Bölüm 27- Yeni başlangıçların anahtarı

231 18 23
                                    

Müzik: Radical Face - The Mute


**

Omzumda hissettiğim baskıyla gözlerimi araladım. Nerede olduğumu bir süre algılamaya çalıştıktan sonra masada uyayakaldığımı anladım. Bana yemek getiren adam ve kadınlar karşımda dikeliyorlardı. Onların bıkkın ve sabırsız bakışlarının eşliğinde dengesiz biçimde ayaklandım. Dışarıda hava aydınlanmak üzereydi. Bir kaç saattir uyuyor olmalıydım. Adam kalktığım sandalyeyi de ters çevirip kapıya kadınların yanına yöneldi.

"Artık kapatmamız gerekiyor küçük hanım."

Kapının dışında bekleyen iki kadından kısa boylu olanı kollarını kavuşturmuş sinirli bakışlarıyla beni uzun süre rahatsız etmemesi için uyku mahmurluğunu üzerimden atmaya çalıştım.

"Borcum ne kadardı?" diye sorduğumda adamın tek derdi bir an önce evine gitmek olduğu belliydi. Bir an için düşünüp "10 ral" dedi kadınların bıkkınlığından ona da bulaşmış olmalıydı.

Hangi paraya güvenerek böyle bir soru sormuştum ki? Başımdan dökülen kaynar sular telaşımı kat kat arttırıyordu. Elimi istemsizce üzerimdeki ceketin cebine attığımda elime geçen kağıt paralardan üzerinde 10 sayısını gördüğümü adama hızla uzatıp kendimi dışarı attım. Kadınların yüzüne bakmamaya gayret göstererek boş caddeden karşıya geçtim. Biraz önce ayrıldığım parka doğru yürümeye başladım. Bir kaç saat bile oturmuş bile olsam garip bir tanıdıklık hissediyordum.

Yakınlarda gördüğüm bir banka oturup sabah esintisinin yüzüme çarpmasına ve karışmış saçlarımı dağıtmasına izin verdim. Yorgun bedenim beni her an yarı yolda bırakıp yığılacakmış gibi hissediyordum. Ceketin cebine elimi daldırıp kağıt ve cep telefonunu aldım. 

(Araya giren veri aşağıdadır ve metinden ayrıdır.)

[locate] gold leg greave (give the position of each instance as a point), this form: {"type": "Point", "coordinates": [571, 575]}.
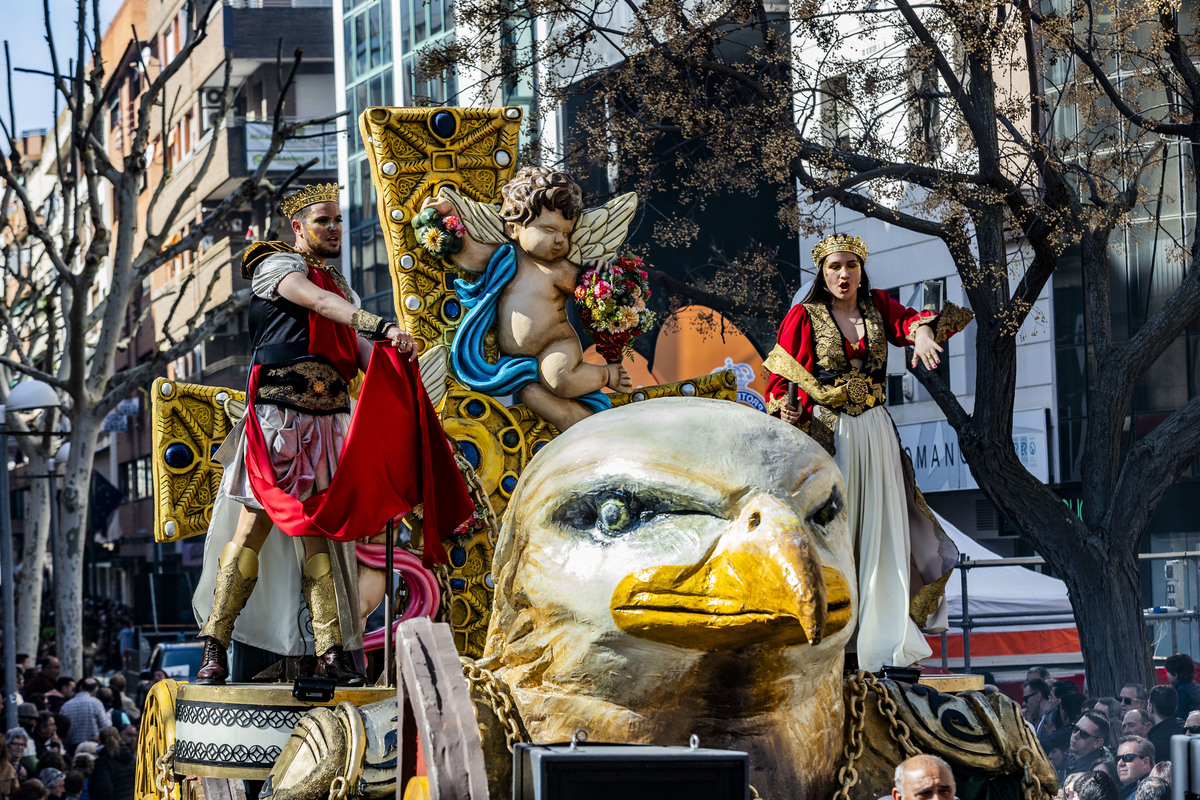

Reklam kağıdına yazılmış yazıyı bir kaç kez okuyup cebime attım tekrar. Cep telefonunun tuşlarına rastgele basmaya başladığımda karşıma rehber çıktı. Bir çok isim ve bir çok sayı geçtim. Mesajlara girdim. Daha sonra yaptığımdan fazlasıyla utanç duyarak telefonu da cebime koydum.

Vakit geçsin istiyordum. İnsanlar sokaklara dökülsün. Binlerce insan geçsin yanımdan. İnsan selinin arasında kaybolayım. Çünkü ancak böyle zavallılığım görülmeyebilirdi. Belki kendim bile unutabilirdim. Bedenimi biraz kaydırdım bankta. Göz kapaklarım artık uzun ve aralıksız bir uykuya hazırlanmak istiyordu. Nathan'ın beni arıyor olmasını ümit ediyor muydum bilmiyordum. Fakat bulması için ona şans diliyordum. 

Belki de umurunda bile değildim. Şuan hayatını garanti altına aldığı için arkadaşlarıyla büyük bir kutlama yapıyordu. Bu fikir zihnimde kötü huylu bir tümör gibi yayılıp beni ele geçirirken uykuya teslim oldum.

**

Yanımda bağrışan çocukların gürültüsü kulaklarımda patlarken gözlerimi araladım. Güneş etrafı çevreleyen ağaçların arasından bedenimi zevkle kavuruyordu. Kalın ceketin içinde sıcaktan baştan aşağıya ter içindeydim.

Çocuklara anlamsız gözlerle bakarken görüntümden mi yoksa aniden uyanmamdan mı ayırt edemediğim bir sebepten sus pus olup bir kaç adım gerilediler. Hepsi alınlarına yapışmış saçlarıyla,renkli tişörtleriyle,kızarmış yanaklarıyla yaşlarının hakkını fazlasıyla veriyordu. Onları görünce kendi küçüklüğümden kardeşimin doğumuna kadar geçen bir çok anı gözümün önünde yıldırım gibi çaktı. Fakat çocukların yanımdan hızla uzaklaşmasıyla tekrar "kendi" dünyama döndüm. Ne geçmişe ne geleceğe tutunabiliyordum. İki yokluğun arasında umarsızca çalkalıyordu hayat beni.

Oturduğum yerde doğruldum. Arkamda kalan caddeden arabalar gürültüyle geçiyor,ara sıra trafik sıkışıyor insanlar kornalara çekinmeden basıyorlardı. Yalnızca etrafı inceliyordum.